Historically, homes were outfitted with elements for diurnal and seasonal rhythms – sleeping porches, summer kitchens, and a central hearth. Certain materials were employed for their specific thermostatic qualities and different parts of the homes lit up depending on the time of day and time of year.

The modern movement brought thinness to architecture – single panes of glass, the disappearance of solid poche – only made possible with the onset of air conditioning. (destabilizing the center and the edges of the home) We came to expect domestic spaces that maintain a constant homeostasis (now linked to our idea of comfort) Spaces became more comfortable but also more stagnant.

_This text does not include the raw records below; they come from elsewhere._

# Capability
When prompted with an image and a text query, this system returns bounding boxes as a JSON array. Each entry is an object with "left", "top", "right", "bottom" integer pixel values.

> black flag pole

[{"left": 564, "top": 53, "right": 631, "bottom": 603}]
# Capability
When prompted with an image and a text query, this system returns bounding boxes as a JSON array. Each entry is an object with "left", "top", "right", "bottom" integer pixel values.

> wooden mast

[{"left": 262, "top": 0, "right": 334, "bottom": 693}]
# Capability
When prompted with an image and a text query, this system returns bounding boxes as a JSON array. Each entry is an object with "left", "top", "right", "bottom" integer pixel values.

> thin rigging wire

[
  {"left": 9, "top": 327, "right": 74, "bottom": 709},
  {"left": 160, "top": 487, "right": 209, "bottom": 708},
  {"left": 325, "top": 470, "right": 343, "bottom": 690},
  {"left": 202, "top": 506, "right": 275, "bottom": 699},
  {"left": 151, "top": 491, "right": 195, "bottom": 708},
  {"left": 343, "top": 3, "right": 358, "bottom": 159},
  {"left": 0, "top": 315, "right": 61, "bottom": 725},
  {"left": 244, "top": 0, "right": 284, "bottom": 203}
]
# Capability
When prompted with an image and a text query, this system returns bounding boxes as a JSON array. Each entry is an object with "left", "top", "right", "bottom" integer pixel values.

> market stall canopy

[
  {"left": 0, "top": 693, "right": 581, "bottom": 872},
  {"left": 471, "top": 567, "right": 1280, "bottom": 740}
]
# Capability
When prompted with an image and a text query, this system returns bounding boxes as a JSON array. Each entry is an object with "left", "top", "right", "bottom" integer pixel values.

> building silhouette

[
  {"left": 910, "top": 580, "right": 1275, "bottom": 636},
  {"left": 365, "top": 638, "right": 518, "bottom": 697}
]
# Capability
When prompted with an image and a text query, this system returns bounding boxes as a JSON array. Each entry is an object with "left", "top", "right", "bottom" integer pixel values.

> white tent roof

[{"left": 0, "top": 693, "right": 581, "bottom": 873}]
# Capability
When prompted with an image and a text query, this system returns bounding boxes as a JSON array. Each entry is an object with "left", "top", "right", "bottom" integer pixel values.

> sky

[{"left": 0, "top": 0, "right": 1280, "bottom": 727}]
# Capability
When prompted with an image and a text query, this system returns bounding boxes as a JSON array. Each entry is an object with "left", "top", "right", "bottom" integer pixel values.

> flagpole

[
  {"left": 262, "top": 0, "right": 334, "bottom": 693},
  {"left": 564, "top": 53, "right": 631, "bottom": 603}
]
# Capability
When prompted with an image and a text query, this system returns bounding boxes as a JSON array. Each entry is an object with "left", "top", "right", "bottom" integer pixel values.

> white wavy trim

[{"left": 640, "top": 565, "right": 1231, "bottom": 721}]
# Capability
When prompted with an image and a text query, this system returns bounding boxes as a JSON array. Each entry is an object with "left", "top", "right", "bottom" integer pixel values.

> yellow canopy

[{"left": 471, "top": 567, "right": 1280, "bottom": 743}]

I would like to bring rhythm back into domestic spaces. Instead of creating permanent additions to the edges and center of our homes we could employ foldability (malleability, mobility) that creates soft enclosures. The aim of these enclosures is to employ concentric layers of thin material with pockets of air in-between (air is the best insulator, breathability, flow) and evaporative cooling (heating techniques?) to create temperature-controlled spaces that can disassemble, fold up, pack down and migrate into a different part of the space depending upon the time of year, the time of day or temperature within the space. I would like to prod at our ideas around comfort and discomfort within our domestic spaces and propose a counter cultural way of engaging with our own living spaces.

87 Positions Draft
3.06.2023

canonical domestic experiments

(inflection points)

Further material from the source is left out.